Inicio
Cobertura informativa

Dos novelas diferentes, una savia común

por: Daniel Díaz Mantilla

Dar fe de una existencia a la sombra, en una ciudad casi anónima del sur americano; desnudar los conflictos comunes, los sueños, las frustraciones de una mujer en su afán por sobrevivir, una mujer que escribe una novela sobre su propia vida, sobre su propio mundo al margen: una novela espejo, una mujer y su entorno en el espejo, descubriendo su intimidad, mostrando los resortes que la impelen, los nexos que la atan, las carencias que llenan su tiempo... Eso es, en cierto sentido, Percusión y tomate, de la autora venezolana Sol Linares, que en 2010 obtuvo el Premio del Concurso Latinoamericano de Novela Alba Narrativa en su primera convocatoria.

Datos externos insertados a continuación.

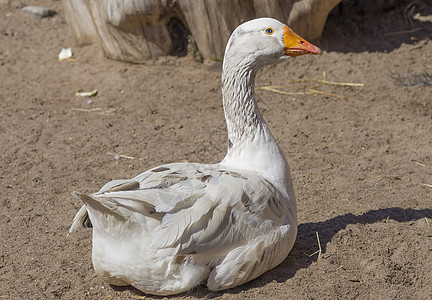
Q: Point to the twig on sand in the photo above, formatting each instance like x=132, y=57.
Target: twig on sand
x=427, y=222
x=97, y=110
x=319, y=251
x=117, y=156
x=398, y=178
x=420, y=164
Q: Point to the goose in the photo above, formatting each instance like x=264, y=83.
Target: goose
x=179, y=225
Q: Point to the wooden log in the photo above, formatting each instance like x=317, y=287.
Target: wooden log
x=138, y=30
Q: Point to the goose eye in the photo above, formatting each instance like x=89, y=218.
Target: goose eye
x=269, y=30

Pero en cierto sentido, Percusión y tomate es más que el relato de las peripecias y pulsiones de una mujer. Con un estilo que se distingue por su fluidez y una mirada aguda, mordaz e irónica a ratos, que profundiza hábilmente en la psicología de sus personajes, es también una radiografía del laberinto de lo cotidiano, con sus contextos sociales marcados por la frustración, el hastío, el lento e inevitable envejecer. Es, además, una suerte de crítica a los discursos dominantes de nuestra época y a las imágenes que esos discursos construyen sobre el ser femenino y su lugar en el mundo.

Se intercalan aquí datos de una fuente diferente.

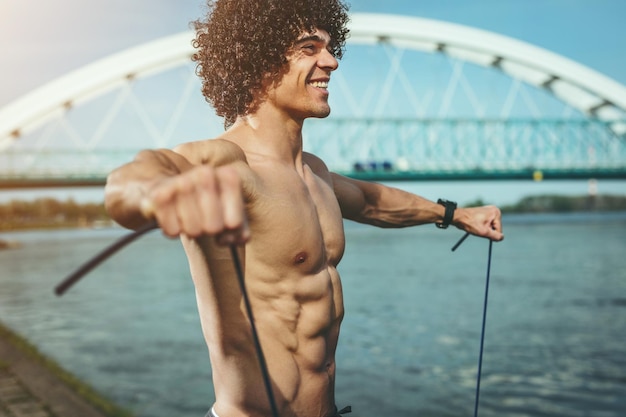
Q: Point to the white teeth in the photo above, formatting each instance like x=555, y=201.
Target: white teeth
x=319, y=84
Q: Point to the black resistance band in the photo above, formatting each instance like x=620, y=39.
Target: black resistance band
x=482, y=332
x=74, y=277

Sol Linares exhibe en esta novela una manera propia de narrar y la madurez de una sensibilidad que sabe moverse, sin caer en la trampa de los estereotipos, entre la sordidez de lo marginal y el glamour publicitario, para arrojar luz sobre la vida en una ciudad del interior venezolano.

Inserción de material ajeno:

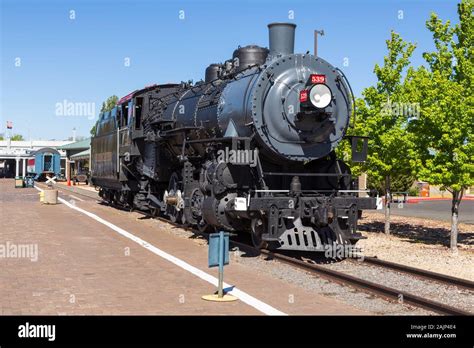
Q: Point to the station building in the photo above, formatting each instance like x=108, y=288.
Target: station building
x=15, y=155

Verde Alicia, del narrador y diseñador argentino Juan Pablo Fiorenza, distinguida con el Premio Alba Narrativa 2010, es un relato que atrapa y sorprende al lector desde las primeras páginas. Interesante, no solo por el hábil manejo de la fragmentación y los cambios de puntos de vista que contribuyen a crear esa atmósfera de creciente inquietud en que se desarrolla la trama, sino también por su capacidad para delinear en breves trazos, sin excesos descriptivos, un escenario donde oscuras fuerzas imponen su orden a través del control excesivo y un terror que no llega a ser explícito. Esta novela vuelve con audacia sobre uno de los temas que obseden al hombre contemporáneo: el abuso de las tecnologías y el poder, en especial, sobre los avances en el estudio genético de la conducta y sus implicaciones legales; es decir, sobre lo que significa ser humanos y libres.

La historia que nos cuenta Verde Alicia ocurre en un país imaginario que, después de todo, puede ser cualquier país en un futuro próximo. Su autor juega con elementos de la ciencia-ficción y el policíaco, aunque elude sus convencionalismos, sus salidas fáciles y previsibles, y esto hace que el lector se mantenga atento hasta el final, incapaz de anticipar el desenlace. Algo que, sin dudas, siempre se agradece.

Son, como usted puede ver, dos novelas diferentes, como diferentes son nuestras realidades, como diferentes son también las miradas y las voces que desde el sur de este hemisferio tratan de aprehender la naturaleza y las complejidades intrínsecas de la misteriosa experiencia de existir. Deseo que en sus sucesivas entregas, el Premio Alba Narrativa continúe trayendo a manos del lector esa diversidad saludable de estilos y circunstancias, de tradiciones y proyectos vitales, entre los que fluye, como una savia común, el ser de nuestra América.